Due to its lightness and low processing temperature, it requires less energy to manufacture and transport compared to most alternative materials.

In the packaging sector, for example, according to the latest EuropePlastic study, the use of plastics has come to reduce indirect emissions by at least 30% due to the reduction of 27 million tons of crude oil per year. Likewise, in construction, the insulation improvements offered by synthetic materials allow energy savings at a competitive price, which also translates into lower consumption of fossil fuels and emissions.


ImImage 3. The comparative graph between phenolic, a composite material based on cellulose sheets impregnated with high-pressure and temperature-pressed resins, and aluminum, a recyclable alternative, where the low CO₂ impact of the plastic material is demonstrated even without being recyclable. Source: OiKo Design Office



Good aluminum?


Are aluminum products greener because they are recyclable? And are plastic products more polluting because they are chemical? Most of the metal is virgin, and mining involves serious environmental problems. However, recycling can compensate for up to 90% of the impacts. Is that enough? From our point of view, no. That does not mean aluminum is not an excellent material for certain applications.


Aluminum is not ecological solely because it is recyclable, as it also has environmental impacts and a reality that cannot be ignored, along with its amazing properties of resistance to the outside, lightness, and, why not, beauty.

At the level of CO₂ emissions, we can give an example:



Image 4. Jorge Pensi’s Toledo chair in aluminum and polypropylene.

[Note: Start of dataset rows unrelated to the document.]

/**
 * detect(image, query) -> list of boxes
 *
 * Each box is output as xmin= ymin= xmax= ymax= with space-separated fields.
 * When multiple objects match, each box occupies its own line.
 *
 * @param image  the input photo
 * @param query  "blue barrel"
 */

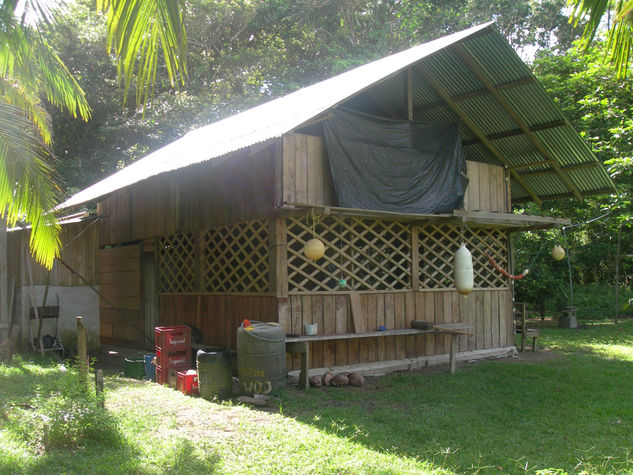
xmin=237 ymin=321 xmax=286 ymax=394
xmin=143 ymin=355 xmax=156 ymax=381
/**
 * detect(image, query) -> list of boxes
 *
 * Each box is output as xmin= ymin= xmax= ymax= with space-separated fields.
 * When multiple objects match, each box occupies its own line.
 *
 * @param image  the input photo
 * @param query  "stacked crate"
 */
xmin=154 ymin=325 xmax=191 ymax=388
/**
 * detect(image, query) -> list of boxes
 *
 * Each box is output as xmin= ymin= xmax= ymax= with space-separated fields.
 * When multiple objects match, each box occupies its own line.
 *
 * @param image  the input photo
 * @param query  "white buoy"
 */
xmin=303 ymin=238 xmax=325 ymax=261
xmin=455 ymin=244 xmax=475 ymax=297
xmin=552 ymin=245 xmax=565 ymax=261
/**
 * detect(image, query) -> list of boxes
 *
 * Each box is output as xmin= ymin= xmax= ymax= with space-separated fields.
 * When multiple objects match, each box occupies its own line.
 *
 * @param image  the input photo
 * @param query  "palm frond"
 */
xmin=0 ymin=9 xmax=90 ymax=120
xmin=0 ymin=78 xmax=52 ymax=145
xmin=568 ymin=0 xmax=633 ymax=79
xmin=0 ymin=101 xmax=60 ymax=268
xmin=97 ymin=0 xmax=187 ymax=105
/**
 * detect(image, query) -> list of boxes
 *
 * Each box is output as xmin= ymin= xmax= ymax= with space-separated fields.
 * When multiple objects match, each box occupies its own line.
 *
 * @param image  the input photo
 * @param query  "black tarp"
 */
xmin=323 ymin=109 xmax=468 ymax=214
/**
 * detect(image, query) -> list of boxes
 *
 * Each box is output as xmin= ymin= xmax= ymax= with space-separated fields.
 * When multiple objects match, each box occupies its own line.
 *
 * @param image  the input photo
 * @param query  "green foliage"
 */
xmin=568 ymin=0 xmax=633 ymax=79
xmin=3 ymin=357 xmax=121 ymax=452
xmin=46 ymin=0 xmax=575 ymax=194
xmin=6 ymin=320 xmax=633 ymax=474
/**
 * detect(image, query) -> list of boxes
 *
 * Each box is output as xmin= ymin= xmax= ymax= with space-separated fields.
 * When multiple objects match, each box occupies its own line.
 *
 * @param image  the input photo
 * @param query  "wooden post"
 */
xmin=24 ymin=248 xmax=44 ymax=356
xmin=0 ymin=219 xmax=11 ymax=342
xmin=76 ymin=317 xmax=88 ymax=382
xmin=449 ymin=333 xmax=459 ymax=374
xmin=613 ymin=222 xmax=624 ymax=324
xmin=95 ymin=369 xmax=104 ymax=408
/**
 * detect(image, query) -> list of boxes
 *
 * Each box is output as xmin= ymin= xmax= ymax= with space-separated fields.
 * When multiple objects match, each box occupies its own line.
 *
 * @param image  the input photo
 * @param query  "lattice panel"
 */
xmin=201 ymin=220 xmax=270 ymax=292
xmin=288 ymin=216 xmax=411 ymax=291
xmin=419 ymin=225 xmax=509 ymax=289
xmin=158 ymin=233 xmax=197 ymax=292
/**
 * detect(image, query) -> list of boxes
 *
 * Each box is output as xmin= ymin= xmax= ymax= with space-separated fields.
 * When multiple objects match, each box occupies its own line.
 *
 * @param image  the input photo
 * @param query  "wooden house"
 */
xmin=60 ymin=24 xmax=613 ymax=367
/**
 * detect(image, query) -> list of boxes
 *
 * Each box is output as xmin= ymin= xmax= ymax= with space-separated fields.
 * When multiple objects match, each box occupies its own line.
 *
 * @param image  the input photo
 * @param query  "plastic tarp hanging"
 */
xmin=323 ymin=109 xmax=468 ymax=214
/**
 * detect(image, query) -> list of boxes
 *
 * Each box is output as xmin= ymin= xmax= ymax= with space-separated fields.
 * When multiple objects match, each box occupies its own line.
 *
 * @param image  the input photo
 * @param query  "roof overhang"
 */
xmin=57 ymin=23 xmax=615 ymax=209
xmin=276 ymin=203 xmax=571 ymax=232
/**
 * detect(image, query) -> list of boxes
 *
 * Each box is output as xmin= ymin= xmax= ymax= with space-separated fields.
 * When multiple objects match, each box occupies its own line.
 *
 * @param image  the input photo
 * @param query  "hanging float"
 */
xmin=455 ymin=243 xmax=475 ymax=297
xmin=303 ymin=238 xmax=325 ymax=261
xmin=552 ymin=244 xmax=565 ymax=261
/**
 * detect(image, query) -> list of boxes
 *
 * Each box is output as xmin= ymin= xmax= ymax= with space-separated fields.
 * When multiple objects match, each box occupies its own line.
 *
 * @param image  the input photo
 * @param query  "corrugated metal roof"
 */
xmin=58 ymin=23 xmax=613 ymax=208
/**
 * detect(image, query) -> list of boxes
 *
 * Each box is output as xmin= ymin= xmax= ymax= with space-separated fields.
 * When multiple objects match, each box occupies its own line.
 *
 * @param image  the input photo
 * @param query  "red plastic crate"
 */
xmin=156 ymin=348 xmax=191 ymax=368
xmin=156 ymin=366 xmax=189 ymax=388
xmin=178 ymin=369 xmax=198 ymax=394
xmin=154 ymin=325 xmax=191 ymax=351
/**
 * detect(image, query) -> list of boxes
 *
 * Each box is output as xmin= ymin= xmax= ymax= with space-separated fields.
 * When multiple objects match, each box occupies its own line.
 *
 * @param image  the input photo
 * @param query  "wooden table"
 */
xmin=286 ymin=323 xmax=472 ymax=389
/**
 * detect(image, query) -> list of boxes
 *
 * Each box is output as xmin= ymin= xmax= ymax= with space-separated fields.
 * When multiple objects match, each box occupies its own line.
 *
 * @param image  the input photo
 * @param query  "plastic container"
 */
xmin=123 ymin=358 xmax=145 ymax=379
xmin=196 ymin=348 xmax=233 ymax=400
xmin=237 ymin=322 xmax=286 ymax=394
xmin=156 ymin=366 xmax=189 ymax=388
xmin=154 ymin=325 xmax=191 ymax=351
xmin=156 ymin=348 xmax=191 ymax=368
xmin=178 ymin=369 xmax=198 ymax=394
xmin=144 ymin=355 xmax=156 ymax=381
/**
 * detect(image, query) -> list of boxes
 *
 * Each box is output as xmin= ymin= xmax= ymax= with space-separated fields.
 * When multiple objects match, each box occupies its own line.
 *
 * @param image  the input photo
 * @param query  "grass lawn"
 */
xmin=0 ymin=321 xmax=633 ymax=474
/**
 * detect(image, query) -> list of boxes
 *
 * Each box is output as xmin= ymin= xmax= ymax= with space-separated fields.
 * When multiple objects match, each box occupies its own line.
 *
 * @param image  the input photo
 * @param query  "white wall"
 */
xmin=21 ymin=285 xmax=99 ymax=353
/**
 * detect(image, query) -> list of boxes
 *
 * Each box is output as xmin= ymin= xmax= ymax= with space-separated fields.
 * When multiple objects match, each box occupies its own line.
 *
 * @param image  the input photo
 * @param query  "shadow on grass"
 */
xmin=283 ymin=346 xmax=633 ymax=473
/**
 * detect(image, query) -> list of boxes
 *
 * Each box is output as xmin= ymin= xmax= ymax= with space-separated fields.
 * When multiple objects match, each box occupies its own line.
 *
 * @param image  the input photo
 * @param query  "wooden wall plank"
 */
xmin=394 ymin=293 xmax=407 ymax=359
xmin=490 ymin=290 xmax=501 ymax=348
xmin=483 ymin=292 xmax=492 ymax=348
xmin=433 ymin=292 xmax=448 ymax=355
xmin=282 ymin=134 xmax=297 ymax=203
xmin=367 ymin=294 xmax=378 ymax=361
xmin=376 ymin=294 xmax=387 ymax=361
xmin=349 ymin=292 xmax=367 ymax=333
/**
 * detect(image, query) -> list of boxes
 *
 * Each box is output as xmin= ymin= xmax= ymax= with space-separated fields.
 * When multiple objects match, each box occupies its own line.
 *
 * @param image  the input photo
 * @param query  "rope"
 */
xmin=482 ymin=236 xmax=547 ymax=280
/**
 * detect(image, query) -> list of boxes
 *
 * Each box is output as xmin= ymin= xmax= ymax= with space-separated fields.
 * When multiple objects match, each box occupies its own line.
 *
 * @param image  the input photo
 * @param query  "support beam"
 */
xmin=512 ymin=188 xmax=615 ymax=203
xmin=418 ymin=78 xmax=535 ymax=111
xmin=365 ymin=90 xmax=402 ymax=120
xmin=407 ymin=68 xmax=413 ymax=120
xmin=452 ymin=43 xmax=582 ymax=201
xmin=418 ymin=66 xmax=543 ymax=206
xmin=462 ymin=120 xmax=567 ymax=147
xmin=515 ymin=162 xmax=600 ymax=177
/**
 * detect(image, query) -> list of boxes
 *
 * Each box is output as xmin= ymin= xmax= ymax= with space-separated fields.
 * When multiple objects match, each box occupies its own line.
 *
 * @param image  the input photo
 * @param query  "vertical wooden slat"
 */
xmin=468 ymin=162 xmax=482 ymax=211
xmin=479 ymin=163 xmax=490 ymax=211
xmin=306 ymin=135 xmax=325 ymax=205
xmin=424 ymin=292 xmax=436 ymax=355
xmin=294 ymin=134 xmax=308 ymax=203
xmin=404 ymin=292 xmax=415 ymax=358
xmin=349 ymin=292 xmax=367 ymax=333
xmin=347 ymin=338 xmax=360 ymax=364
xmin=490 ymin=290 xmax=501 ymax=348
xmin=394 ymin=293 xmax=406 ymax=359
xmin=483 ymin=291 xmax=492 ymax=348
xmin=473 ymin=291 xmax=485 ymax=350
xmin=311 ymin=295 xmax=323 ymax=368
xmin=383 ymin=294 xmax=396 ymax=360
xmin=442 ymin=292 xmax=453 ymax=352
xmin=356 ymin=294 xmax=371 ymax=363
xmin=433 ymin=292 xmax=448 ymax=355
xmin=335 ymin=295 xmax=348 ymax=365
xmin=367 ymin=294 xmax=378 ymax=361
xmin=411 ymin=226 xmax=420 ymax=291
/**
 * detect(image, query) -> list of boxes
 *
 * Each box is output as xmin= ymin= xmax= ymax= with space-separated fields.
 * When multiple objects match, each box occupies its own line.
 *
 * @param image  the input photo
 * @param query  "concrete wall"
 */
xmin=19 ymin=285 xmax=99 ymax=353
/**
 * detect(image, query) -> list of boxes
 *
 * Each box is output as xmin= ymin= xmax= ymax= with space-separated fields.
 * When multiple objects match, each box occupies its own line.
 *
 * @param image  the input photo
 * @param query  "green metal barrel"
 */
xmin=237 ymin=322 xmax=286 ymax=394
xmin=196 ymin=348 xmax=233 ymax=400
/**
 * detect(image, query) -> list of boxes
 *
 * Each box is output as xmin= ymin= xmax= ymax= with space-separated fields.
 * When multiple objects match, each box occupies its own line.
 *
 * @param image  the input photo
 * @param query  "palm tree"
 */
xmin=0 ymin=0 xmax=186 ymax=272
xmin=568 ymin=0 xmax=633 ymax=78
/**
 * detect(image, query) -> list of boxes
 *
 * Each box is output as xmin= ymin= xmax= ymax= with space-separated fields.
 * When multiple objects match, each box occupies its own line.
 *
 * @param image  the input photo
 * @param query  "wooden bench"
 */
xmin=514 ymin=302 xmax=541 ymax=352
xmin=286 ymin=323 xmax=472 ymax=389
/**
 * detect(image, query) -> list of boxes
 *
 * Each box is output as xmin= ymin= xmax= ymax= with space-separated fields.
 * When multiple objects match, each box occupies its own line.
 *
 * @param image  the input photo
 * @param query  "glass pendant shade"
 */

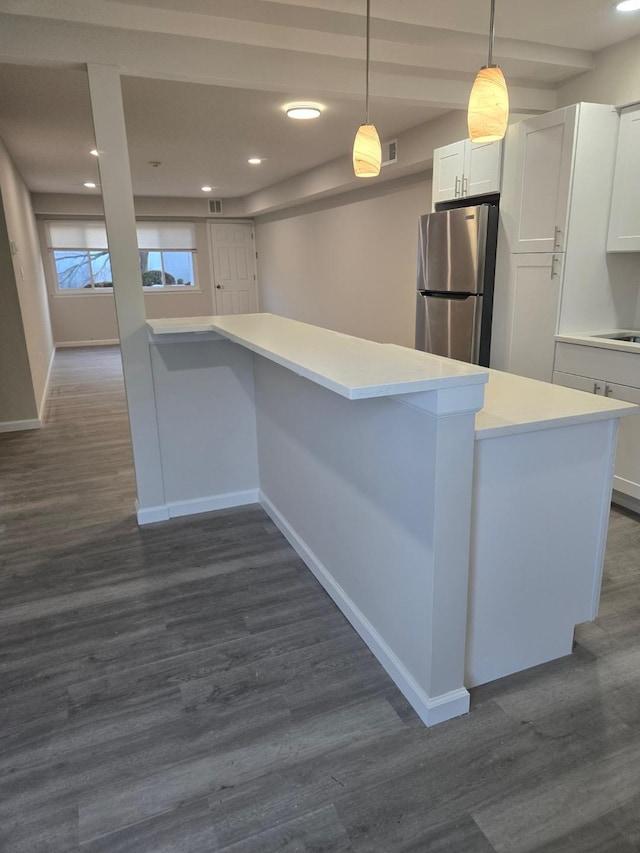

For example, the Toledo chair, by Jorge Pensi for Resol, made of aluminum, which by our calculations, emits between 100 and 150 kg of CO₂ depending on whether the material is virgin or recycled, could be an example, since it has also been manufactured in plastic materials. The Toledo Air, made of polypropylene, is half as light as the original and with a carbon footprint of around 10 kg of CO₂ shows how its impact does not reach a tenth. It can always be argued that the resistance of a metal is superior to that of a plastic, but we think that you could "throw" 10 Toledo chairs of polypropylene and still have an environmental revenue. In terms of recyclability, we would indeed have more difficulties, but the versatility and efficiency of plastics means that they must be taken into account for their environmental potential.




What about the cardboard?


In recent years, the concept of sustainable design has been associated with cardboard manufacturing products as a basis, based on the premise that society wants maximum rotation, so a low-impact and durable material is ideal. If we compare a simple cardboard stool with a classic like the Stool 60 chair by Alvar Aalto, made of laminated wood, we see that cardboard has only half the impact of the latter. Now, how many cardboard units are needed compared to a conventional plywood stool? Many, sure.



Image 5. Cardboard stool and laminated wood Stool 60 by Alvar Aalto.


Therefore...


Indeed, material selection in product design and development plays a crucial role in the environmental impact that objects generate. It can be simplistic to assume that some materials are inherently more sustainable than others, as the ecology of a material is determined by a variety of factors specific to each product typology. In addition, it is essential to assess the design and functionality of the product, as efficient design can reduce the amount of material required and extend the product's life, which in turn can offset any initial environmental impact. No single solution or classification of materials is universally sustainable, as each material has its environmental advantages and disadvantages depending on the application for which it has been selected and the industrial processes employed. Sometimes, natural resource exploitation conditions are more important than the material itself. Choosing greener materials involves a holistic approach that takes into account all aspects of the product's life cycle and its interaction with the natural environment. This requires questioning conventional perceptions about the ecological virtues of certain materials and adopting a more critical and reflective mindset in the design and manufacturing process.